In: Economics
what were the root causes to either market failure or government failure or both for India 1991-1997
1) Skipping the manufacturing
As the new economic policies came in, the influx of international markets led to the crippling of Indian market which had the maximum amount of rural labor involved. The economic policies did not take care of the manufacturing that could sustantiate those who lost their jobs, and service sector was unable to secure the good amount of labor that were unemployed.
2) Lack of fiscal independence:
The loan from the IMF led to the fiscal paralysis of the Indian Economy as we would have to follow the guidelines of the monetory organization. One of the main problem was the lack of protectionism that was supposed tobe well thought by the government that did not take place.

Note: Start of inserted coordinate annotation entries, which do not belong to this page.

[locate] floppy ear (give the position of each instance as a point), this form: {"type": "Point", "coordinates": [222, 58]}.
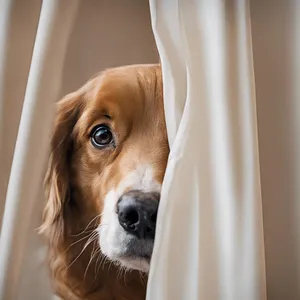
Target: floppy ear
{"type": "Point", "coordinates": [57, 187]}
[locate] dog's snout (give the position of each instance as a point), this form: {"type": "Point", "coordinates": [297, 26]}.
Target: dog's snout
{"type": "Point", "coordinates": [137, 213]}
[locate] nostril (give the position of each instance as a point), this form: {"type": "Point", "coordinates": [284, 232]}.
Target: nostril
{"type": "Point", "coordinates": [132, 216]}
{"type": "Point", "coordinates": [153, 217]}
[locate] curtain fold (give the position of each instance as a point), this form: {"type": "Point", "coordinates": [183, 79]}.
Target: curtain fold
{"type": "Point", "coordinates": [43, 86]}
{"type": "Point", "coordinates": [209, 242]}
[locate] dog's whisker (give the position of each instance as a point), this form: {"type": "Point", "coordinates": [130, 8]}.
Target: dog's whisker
{"type": "Point", "coordinates": [89, 224]}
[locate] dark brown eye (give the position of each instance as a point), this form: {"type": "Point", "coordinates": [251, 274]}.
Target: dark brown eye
{"type": "Point", "coordinates": [101, 136]}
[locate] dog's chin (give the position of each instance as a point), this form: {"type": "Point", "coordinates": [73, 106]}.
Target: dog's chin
{"type": "Point", "coordinates": [126, 250]}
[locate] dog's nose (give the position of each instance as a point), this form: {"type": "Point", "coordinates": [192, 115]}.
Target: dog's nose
{"type": "Point", "coordinates": [137, 213]}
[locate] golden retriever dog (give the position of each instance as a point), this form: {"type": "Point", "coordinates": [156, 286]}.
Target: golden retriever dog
{"type": "Point", "coordinates": [109, 153]}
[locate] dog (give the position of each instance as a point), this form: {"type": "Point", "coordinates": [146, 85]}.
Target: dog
{"type": "Point", "coordinates": [108, 156]}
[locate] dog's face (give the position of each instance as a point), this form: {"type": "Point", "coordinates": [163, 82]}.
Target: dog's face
{"type": "Point", "coordinates": [109, 154]}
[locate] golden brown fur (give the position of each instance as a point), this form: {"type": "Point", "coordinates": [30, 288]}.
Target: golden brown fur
{"type": "Point", "coordinates": [130, 99]}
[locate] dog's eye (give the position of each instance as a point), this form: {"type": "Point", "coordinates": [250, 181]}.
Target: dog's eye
{"type": "Point", "coordinates": [101, 136]}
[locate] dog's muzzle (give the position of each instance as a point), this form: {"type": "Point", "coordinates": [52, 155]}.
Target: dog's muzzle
{"type": "Point", "coordinates": [137, 212]}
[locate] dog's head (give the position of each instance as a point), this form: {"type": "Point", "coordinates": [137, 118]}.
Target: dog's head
{"type": "Point", "coordinates": [108, 157]}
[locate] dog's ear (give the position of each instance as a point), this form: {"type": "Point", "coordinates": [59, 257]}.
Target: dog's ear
{"type": "Point", "coordinates": [57, 180]}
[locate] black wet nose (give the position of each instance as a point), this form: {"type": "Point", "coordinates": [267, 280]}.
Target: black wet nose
{"type": "Point", "coordinates": [137, 213]}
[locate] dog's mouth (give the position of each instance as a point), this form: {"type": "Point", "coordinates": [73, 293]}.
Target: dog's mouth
{"type": "Point", "coordinates": [136, 253]}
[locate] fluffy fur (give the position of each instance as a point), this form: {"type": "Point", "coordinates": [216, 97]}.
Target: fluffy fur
{"type": "Point", "coordinates": [83, 183]}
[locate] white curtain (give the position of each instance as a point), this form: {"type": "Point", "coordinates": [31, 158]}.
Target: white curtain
{"type": "Point", "coordinates": [228, 225]}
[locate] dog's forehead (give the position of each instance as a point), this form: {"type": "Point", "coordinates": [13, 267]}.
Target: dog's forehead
{"type": "Point", "coordinates": [114, 94]}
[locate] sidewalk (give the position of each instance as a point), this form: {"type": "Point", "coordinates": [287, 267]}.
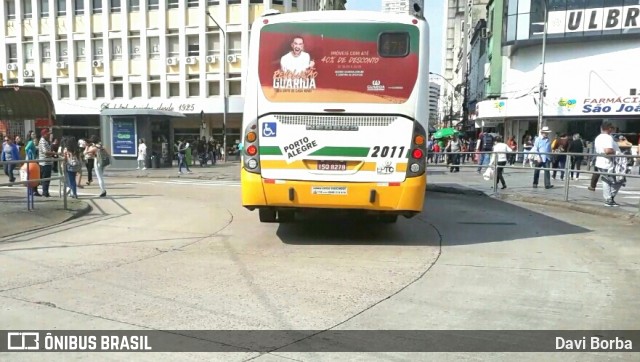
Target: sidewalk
{"type": "Point", "coordinates": [15, 218]}
{"type": "Point", "coordinates": [519, 188]}
{"type": "Point", "coordinates": [221, 170]}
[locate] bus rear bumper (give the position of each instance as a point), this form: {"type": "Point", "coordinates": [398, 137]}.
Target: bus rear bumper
{"type": "Point", "coordinates": [407, 198]}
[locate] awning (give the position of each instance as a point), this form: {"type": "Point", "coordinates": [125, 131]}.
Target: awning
{"type": "Point", "coordinates": [140, 112]}
{"type": "Point", "coordinates": [25, 103]}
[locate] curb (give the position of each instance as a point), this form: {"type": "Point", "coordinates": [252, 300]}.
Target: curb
{"type": "Point", "coordinates": [75, 215]}
{"type": "Point", "coordinates": [587, 209]}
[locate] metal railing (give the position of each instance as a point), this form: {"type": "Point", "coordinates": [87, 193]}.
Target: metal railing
{"type": "Point", "coordinates": [589, 157]}
{"type": "Point", "coordinates": [62, 187]}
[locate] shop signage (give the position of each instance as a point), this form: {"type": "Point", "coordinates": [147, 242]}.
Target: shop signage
{"type": "Point", "coordinates": [123, 136]}
{"type": "Point", "coordinates": [161, 106]}
{"type": "Point", "coordinates": [620, 18]}
{"type": "Point", "coordinates": [618, 105]}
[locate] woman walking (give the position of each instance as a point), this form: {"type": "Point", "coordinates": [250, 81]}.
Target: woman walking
{"type": "Point", "coordinates": [500, 151]}
{"type": "Point", "coordinates": [73, 165]}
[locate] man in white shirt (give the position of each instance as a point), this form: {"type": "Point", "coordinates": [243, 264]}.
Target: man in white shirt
{"type": "Point", "coordinates": [297, 60]}
{"type": "Point", "coordinates": [605, 144]}
{"type": "Point", "coordinates": [142, 154]}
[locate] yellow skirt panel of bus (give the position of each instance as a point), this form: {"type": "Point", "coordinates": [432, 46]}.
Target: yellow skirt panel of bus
{"type": "Point", "coordinates": [407, 196]}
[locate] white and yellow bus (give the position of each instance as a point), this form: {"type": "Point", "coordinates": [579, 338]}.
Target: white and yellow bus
{"type": "Point", "coordinates": [335, 114]}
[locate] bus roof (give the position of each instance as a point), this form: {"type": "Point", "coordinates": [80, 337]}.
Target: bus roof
{"type": "Point", "coordinates": [342, 15]}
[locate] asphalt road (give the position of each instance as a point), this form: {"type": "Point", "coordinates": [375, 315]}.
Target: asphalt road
{"type": "Point", "coordinates": [166, 254]}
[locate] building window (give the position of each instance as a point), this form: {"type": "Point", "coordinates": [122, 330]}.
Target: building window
{"type": "Point", "coordinates": [235, 46]}
{"type": "Point", "coordinates": [10, 9]}
{"type": "Point", "coordinates": [27, 12]}
{"type": "Point", "coordinates": [62, 8]}
{"type": "Point", "coordinates": [213, 88]}
{"type": "Point", "coordinates": [12, 53]}
{"type": "Point", "coordinates": [45, 51]}
{"type": "Point", "coordinates": [79, 45]}
{"type": "Point", "coordinates": [173, 46]}
{"type": "Point", "coordinates": [98, 91]}
{"type": "Point", "coordinates": [79, 7]}
{"type": "Point", "coordinates": [81, 91]}
{"type": "Point", "coordinates": [193, 45]}
{"type": "Point", "coordinates": [235, 87]}
{"type": "Point", "coordinates": [154, 47]}
{"type": "Point", "coordinates": [116, 48]}
{"type": "Point", "coordinates": [194, 88]}
{"type": "Point", "coordinates": [134, 45]}
{"type": "Point", "coordinates": [97, 49]}
{"type": "Point", "coordinates": [115, 6]}
{"type": "Point", "coordinates": [28, 51]}
{"type": "Point", "coordinates": [44, 8]}
{"type": "Point", "coordinates": [64, 91]}
{"type": "Point", "coordinates": [62, 50]}
{"type": "Point", "coordinates": [96, 6]}
{"type": "Point", "coordinates": [118, 90]}
{"type": "Point", "coordinates": [154, 90]}
{"type": "Point", "coordinates": [213, 44]}
{"type": "Point", "coordinates": [136, 90]}
{"type": "Point", "coordinates": [174, 89]}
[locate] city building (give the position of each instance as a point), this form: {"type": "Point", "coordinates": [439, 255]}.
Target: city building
{"type": "Point", "coordinates": [434, 103]}
{"type": "Point", "coordinates": [164, 55]}
{"type": "Point", "coordinates": [589, 57]}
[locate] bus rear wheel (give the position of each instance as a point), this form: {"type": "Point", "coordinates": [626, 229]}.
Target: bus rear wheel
{"type": "Point", "coordinates": [388, 219]}
{"type": "Point", "coordinates": [267, 215]}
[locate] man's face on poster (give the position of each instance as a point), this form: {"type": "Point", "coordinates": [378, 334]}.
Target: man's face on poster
{"type": "Point", "coordinates": [297, 46]}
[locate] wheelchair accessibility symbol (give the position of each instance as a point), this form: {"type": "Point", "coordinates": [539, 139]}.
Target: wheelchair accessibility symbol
{"type": "Point", "coordinates": [269, 129]}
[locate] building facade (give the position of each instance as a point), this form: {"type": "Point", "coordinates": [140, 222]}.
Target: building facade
{"type": "Point", "coordinates": [435, 115]}
{"type": "Point", "coordinates": [591, 51]}
{"type": "Point", "coordinates": [154, 54]}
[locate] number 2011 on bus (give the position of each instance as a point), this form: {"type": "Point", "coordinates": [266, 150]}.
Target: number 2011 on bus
{"type": "Point", "coordinates": [387, 151]}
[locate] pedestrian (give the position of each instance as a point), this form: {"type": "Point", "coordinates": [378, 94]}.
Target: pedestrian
{"type": "Point", "coordinates": [605, 145]}
{"type": "Point", "coordinates": [500, 152]}
{"type": "Point", "coordinates": [45, 154]}
{"type": "Point", "coordinates": [542, 150]}
{"type": "Point", "coordinates": [142, 154]}
{"type": "Point", "coordinates": [576, 146]}
{"type": "Point", "coordinates": [72, 164]}
{"type": "Point", "coordinates": [100, 155]}
{"type": "Point", "coordinates": [454, 157]}
{"type": "Point", "coordinates": [485, 145]}
{"type": "Point", "coordinates": [10, 152]}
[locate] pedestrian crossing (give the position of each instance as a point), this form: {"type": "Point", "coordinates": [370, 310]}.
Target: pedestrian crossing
{"type": "Point", "coordinates": [199, 183]}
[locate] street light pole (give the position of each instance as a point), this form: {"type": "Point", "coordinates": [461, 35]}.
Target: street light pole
{"type": "Point", "coordinates": [453, 91]}
{"type": "Point", "coordinates": [224, 87]}
{"type": "Point", "coordinates": [542, 86]}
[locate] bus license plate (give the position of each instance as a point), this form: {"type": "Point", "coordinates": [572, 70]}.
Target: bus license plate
{"type": "Point", "coordinates": [332, 166]}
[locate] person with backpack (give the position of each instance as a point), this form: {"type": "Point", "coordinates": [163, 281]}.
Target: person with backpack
{"type": "Point", "coordinates": [485, 144]}
{"type": "Point", "coordinates": [102, 160]}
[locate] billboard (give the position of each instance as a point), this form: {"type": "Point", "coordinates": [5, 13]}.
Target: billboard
{"type": "Point", "coordinates": [338, 62]}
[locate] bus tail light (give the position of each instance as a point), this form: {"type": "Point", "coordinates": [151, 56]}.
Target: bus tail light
{"type": "Point", "coordinates": [251, 145]}
{"type": "Point", "coordinates": [418, 160]}
{"type": "Point", "coordinates": [252, 150]}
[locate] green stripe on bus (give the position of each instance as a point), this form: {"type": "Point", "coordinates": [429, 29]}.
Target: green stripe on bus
{"type": "Point", "coordinates": [342, 151]}
{"type": "Point", "coordinates": [270, 150]}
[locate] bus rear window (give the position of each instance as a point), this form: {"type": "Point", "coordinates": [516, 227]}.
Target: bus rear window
{"type": "Point", "coordinates": [393, 45]}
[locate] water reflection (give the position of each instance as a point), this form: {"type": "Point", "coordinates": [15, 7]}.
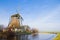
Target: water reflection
{"type": "Point", "coordinates": [37, 37]}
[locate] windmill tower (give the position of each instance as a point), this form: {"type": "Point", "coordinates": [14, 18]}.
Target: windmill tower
{"type": "Point", "coordinates": [16, 21]}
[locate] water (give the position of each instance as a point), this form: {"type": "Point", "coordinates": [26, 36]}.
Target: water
{"type": "Point", "coordinates": [42, 37]}
{"type": "Point", "coordinates": [38, 37]}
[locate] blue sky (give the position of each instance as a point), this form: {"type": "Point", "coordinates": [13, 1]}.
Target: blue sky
{"type": "Point", "coordinates": [41, 14]}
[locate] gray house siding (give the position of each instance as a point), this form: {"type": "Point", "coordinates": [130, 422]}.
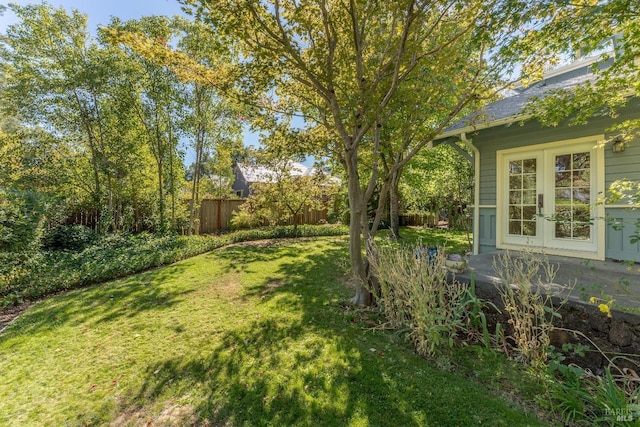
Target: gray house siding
{"type": "Point", "coordinates": [487, 234]}
{"type": "Point", "coordinates": [617, 165]}
{"type": "Point", "coordinates": [621, 226]}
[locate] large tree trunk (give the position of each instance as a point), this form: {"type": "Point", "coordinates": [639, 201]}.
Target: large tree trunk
{"type": "Point", "coordinates": [358, 213]}
{"type": "Point", "coordinates": [394, 206]}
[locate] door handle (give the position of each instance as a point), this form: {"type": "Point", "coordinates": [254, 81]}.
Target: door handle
{"type": "Point", "coordinates": [540, 203]}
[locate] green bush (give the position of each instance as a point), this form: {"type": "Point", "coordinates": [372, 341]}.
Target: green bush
{"type": "Point", "coordinates": [21, 220]}
{"type": "Point", "coordinates": [69, 237]}
{"type": "Point", "coordinates": [415, 296]}
{"type": "Point", "coordinates": [29, 275]}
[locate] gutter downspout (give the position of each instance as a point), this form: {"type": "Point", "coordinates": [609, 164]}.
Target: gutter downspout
{"type": "Point", "coordinates": [476, 192]}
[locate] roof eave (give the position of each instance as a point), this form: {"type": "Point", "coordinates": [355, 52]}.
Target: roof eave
{"type": "Point", "coordinates": [480, 126]}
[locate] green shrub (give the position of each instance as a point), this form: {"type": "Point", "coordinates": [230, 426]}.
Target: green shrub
{"type": "Point", "coordinates": [21, 220]}
{"type": "Point", "coordinates": [416, 296]}
{"type": "Point", "coordinates": [30, 275]}
{"type": "Point", "coordinates": [69, 237]}
{"type": "Point", "coordinates": [528, 300]}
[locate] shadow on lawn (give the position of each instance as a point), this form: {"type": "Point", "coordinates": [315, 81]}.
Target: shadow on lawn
{"type": "Point", "coordinates": [105, 302]}
{"type": "Point", "coordinates": [305, 368]}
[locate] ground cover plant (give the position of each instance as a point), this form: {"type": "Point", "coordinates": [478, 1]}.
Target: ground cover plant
{"type": "Point", "coordinates": [65, 263]}
{"type": "Point", "coordinates": [251, 334]}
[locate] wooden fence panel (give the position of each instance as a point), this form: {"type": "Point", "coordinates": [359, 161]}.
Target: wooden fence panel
{"type": "Point", "coordinates": [216, 214]}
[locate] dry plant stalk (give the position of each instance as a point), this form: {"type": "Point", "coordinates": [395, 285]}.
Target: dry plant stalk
{"type": "Point", "coordinates": [527, 294]}
{"type": "Point", "coordinates": [415, 294]}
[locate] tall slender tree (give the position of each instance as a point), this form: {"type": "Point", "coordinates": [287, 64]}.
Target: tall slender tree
{"type": "Point", "coordinates": [344, 63]}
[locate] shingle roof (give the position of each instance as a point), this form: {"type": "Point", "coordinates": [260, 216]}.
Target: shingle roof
{"type": "Point", "coordinates": [511, 108]}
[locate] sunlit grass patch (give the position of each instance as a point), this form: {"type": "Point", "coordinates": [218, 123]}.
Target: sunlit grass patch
{"type": "Point", "coordinates": [246, 335]}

3) Deficit not under control:
There are too many root causes for the crisis of 1991. One of them were the indiscriminate rise in government borrowing in earlier years. It was only to be expected therefore that after the crisis, the government would do all it could to curb its fiscal deficit and that of the states.
4) Lack of opportunities in the non-agricultural sector:
The government over-estimated the non-agricultural sector which led to the crippling of the employment generation. The start of the new economic policy which was supposed to generate employment actuaaly saw the lack of opportunities.
5) Lack of Saving and Investment:
It was quiet obivious that the people lacked the confidence after the public debt rose. The condition of investment in the country was not going to help as there was no security of the market or the government as well.